На минуту Грачик опешил, но тут же поняв все, крикнул в полном восторге:
— Вот уж поистине, джан, кто идиот, так это я! Гадал, гадал: зачем он его откусывал? Как можно было не догадаться об этом, имея дело с палачом, да ещё с «автором» патентованного узла для повешения.

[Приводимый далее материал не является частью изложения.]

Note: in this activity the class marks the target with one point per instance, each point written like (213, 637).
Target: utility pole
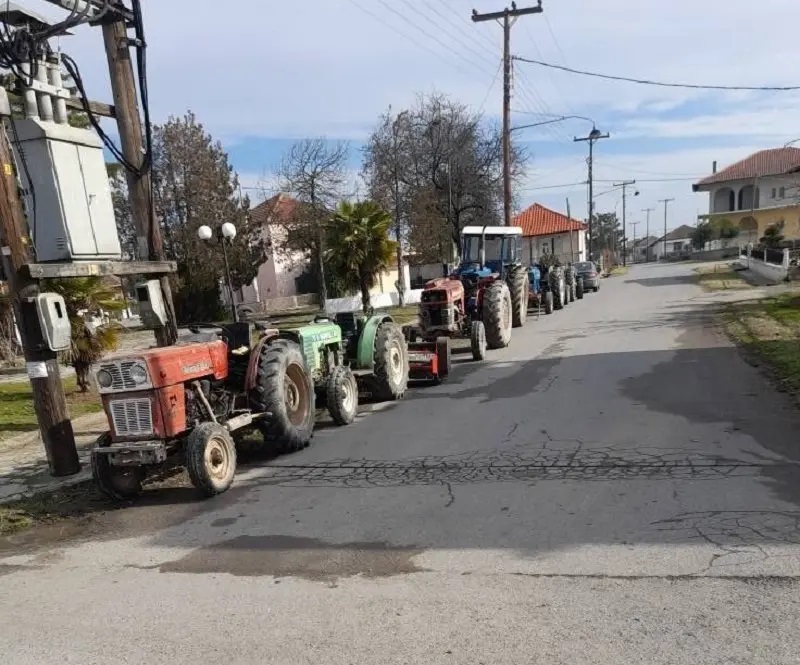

Грачик вынул из шкафа вещественных доказательств верёвку, найденную под тюфяком Винда-Квэпа в Цесисе, и Кручинин с жадностью поднёс её к носу. При этом лицо его выражало такое удовольствие, словно он нюхал букет цветов. Ещё раз втянув воздух, передал верёвку Грачику:
— Милый мой, благодари наших парфюмеров: этот мерзейший запах держится сто лет.
Теперь и Грачик мог убедиться: верёвка издавала ядовитый запах мыла, именуемого в парфюмерной промышленности земляничным!
— Спасибо цесисским товарищам! — с удовлетворением сказал Кручинин. — Кстати, ты поблагодарил их за помощь? — И укоризненно покачал головой при виде смущённой физиономии Грачика: — Что за странные манеры у вас, у нынешней молодёжи. Ведь если бы не цесисцы, ты никогда не получил бы в руки таких вещественных доказательств, как это вервие и мыло. Наконец, ты не мог бы доказать уже сейчас, что окурок был в зубах Квэпа и что, следовательно, Квэп был на мызе у этой бабы… А ты?
— Mea culpa! — сконфуженно произнёс Грачик любимое выражение Кручинина.
— Ты виноват перед товарищами из Цесиса и передо мной, — недовольно заявил Кручинин. — Если ученик дурно воспитан, значит, плох учитель.
Он ещё раз укоризненно покачал головой и, погрозив пальцем окончательно смущённому Грачику, неожиданно наградил его крепким ударом по спине.